朝鮮半島北部からピョンヤン(平壌)周辺にかけて分布する高句麗古墳群は、高句麗王国の中期から後期にあたる時代の墳墓群です。石室内部に描かれた極彩色の壁画には、四神(青龍・白虎・朱雀・玄武)をはじめ、狩猟の様子や女性の姿などが表現されており、東アジアの古代美術・生活文化を伝える貴重な資料として2004年に世界遺産に登録されました。
Q. 高句麗古墳群にはいくつの古墳が含まれていますか?
A. 平壌・南浦周辺に分布する高句麗中期から後期の古墳のうち、壁画などの学術的価値が特に高いとされるものがまとめて登録されている。具体的な基数については情報源によって記載に幅があるため、本ページでは断定を避けている。
Q. 壁画にはどのようなモチーフが描かれていますか?
A. 四神(東の青龍・西の白虎・南の朱雀・北の玄武)を中心に、狩猟の様子、日常生活、女性の姿、蓮の花を用いた装飾文様などが描かれている古墳が多いとされる。
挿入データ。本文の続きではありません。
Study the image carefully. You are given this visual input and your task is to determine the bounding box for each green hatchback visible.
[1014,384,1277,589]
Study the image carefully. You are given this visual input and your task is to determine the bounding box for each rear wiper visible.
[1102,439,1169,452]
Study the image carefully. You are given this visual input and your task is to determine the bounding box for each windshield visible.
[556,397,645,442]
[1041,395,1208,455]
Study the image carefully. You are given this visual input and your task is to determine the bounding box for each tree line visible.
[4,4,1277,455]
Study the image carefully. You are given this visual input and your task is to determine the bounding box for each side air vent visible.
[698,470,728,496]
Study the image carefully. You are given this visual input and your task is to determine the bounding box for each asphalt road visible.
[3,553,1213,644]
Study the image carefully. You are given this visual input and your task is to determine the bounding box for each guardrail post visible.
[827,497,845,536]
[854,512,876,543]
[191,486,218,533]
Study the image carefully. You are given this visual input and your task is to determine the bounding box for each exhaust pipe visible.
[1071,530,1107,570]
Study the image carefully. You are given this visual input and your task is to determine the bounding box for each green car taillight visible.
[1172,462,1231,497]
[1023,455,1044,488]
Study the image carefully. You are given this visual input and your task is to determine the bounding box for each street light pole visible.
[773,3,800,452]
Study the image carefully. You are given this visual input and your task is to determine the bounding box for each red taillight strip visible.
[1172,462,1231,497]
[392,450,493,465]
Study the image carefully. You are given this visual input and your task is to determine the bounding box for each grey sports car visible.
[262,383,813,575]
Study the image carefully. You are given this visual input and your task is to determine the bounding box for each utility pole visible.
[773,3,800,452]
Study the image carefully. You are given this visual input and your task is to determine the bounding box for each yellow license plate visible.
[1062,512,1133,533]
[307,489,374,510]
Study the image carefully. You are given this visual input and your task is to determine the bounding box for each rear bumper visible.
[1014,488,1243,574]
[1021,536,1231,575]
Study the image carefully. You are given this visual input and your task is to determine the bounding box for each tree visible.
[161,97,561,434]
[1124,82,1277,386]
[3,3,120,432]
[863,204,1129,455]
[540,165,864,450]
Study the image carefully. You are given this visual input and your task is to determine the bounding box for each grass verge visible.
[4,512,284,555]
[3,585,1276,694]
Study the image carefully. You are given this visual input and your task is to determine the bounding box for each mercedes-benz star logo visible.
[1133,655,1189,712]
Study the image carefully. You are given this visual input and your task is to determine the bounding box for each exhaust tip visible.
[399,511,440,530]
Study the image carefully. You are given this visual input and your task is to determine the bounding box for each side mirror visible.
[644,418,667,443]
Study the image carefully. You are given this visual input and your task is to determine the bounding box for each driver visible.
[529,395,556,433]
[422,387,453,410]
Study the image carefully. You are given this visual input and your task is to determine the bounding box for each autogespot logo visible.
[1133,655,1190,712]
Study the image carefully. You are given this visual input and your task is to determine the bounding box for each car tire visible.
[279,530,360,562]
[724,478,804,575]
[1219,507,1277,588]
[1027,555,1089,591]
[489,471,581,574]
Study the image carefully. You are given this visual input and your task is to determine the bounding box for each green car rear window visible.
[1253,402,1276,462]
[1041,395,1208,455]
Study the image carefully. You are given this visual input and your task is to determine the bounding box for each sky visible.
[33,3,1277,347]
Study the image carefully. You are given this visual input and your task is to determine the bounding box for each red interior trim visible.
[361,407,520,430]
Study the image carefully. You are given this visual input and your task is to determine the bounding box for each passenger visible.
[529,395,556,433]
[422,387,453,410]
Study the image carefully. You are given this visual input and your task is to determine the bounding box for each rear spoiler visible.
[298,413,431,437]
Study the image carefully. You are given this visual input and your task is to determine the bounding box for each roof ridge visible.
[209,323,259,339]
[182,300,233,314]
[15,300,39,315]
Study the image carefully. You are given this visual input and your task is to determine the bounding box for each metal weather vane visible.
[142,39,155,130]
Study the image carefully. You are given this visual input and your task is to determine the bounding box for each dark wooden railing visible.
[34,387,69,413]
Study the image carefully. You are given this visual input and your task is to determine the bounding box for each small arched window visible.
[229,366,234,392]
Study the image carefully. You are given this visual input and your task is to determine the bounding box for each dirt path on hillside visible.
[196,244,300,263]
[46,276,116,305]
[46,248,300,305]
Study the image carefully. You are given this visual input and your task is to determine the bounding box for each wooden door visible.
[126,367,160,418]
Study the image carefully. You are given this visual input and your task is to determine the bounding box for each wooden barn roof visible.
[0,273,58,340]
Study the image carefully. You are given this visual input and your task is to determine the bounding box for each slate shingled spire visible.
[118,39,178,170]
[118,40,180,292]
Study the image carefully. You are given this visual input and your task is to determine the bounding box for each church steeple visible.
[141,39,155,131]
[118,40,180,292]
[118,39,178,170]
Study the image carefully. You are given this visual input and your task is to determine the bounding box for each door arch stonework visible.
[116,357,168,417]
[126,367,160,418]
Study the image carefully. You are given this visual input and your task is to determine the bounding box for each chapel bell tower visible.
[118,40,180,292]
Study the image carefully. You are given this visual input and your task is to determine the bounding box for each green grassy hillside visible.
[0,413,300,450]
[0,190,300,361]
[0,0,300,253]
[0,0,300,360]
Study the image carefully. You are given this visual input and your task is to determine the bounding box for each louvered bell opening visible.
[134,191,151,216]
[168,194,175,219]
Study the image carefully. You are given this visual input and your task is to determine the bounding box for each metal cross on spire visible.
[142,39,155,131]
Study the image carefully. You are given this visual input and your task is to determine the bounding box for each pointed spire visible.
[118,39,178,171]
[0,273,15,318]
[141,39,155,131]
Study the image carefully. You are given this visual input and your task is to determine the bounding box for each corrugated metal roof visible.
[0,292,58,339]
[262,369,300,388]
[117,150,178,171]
Q. 日本の高松塚古墳やキトラ古墳とはどのような関係がありますか?
A. 日本の飛鳥時代に築造されたとされるこれらの古墳の壁画には、四神を描く構図や様式面で高句麗古墳群との類似性が指摘されており、古代東アジアにおける文化的な交流の広がりを示す例として研究されている。
Q. 高句麗はどこの国の歴史とされていますか?
A. 高句麗は紀元前後から7世紀にかけて、現在の北朝鮮・中国東北部・朝鮮半島にまたがる地域に存在した古代王国であり、その歴史的評価については関係する国・地域の間で異なる立場が存在する。本ページでは特定の立場を取らず、考古学・美術史の観点から古墳群の内容を紹介している。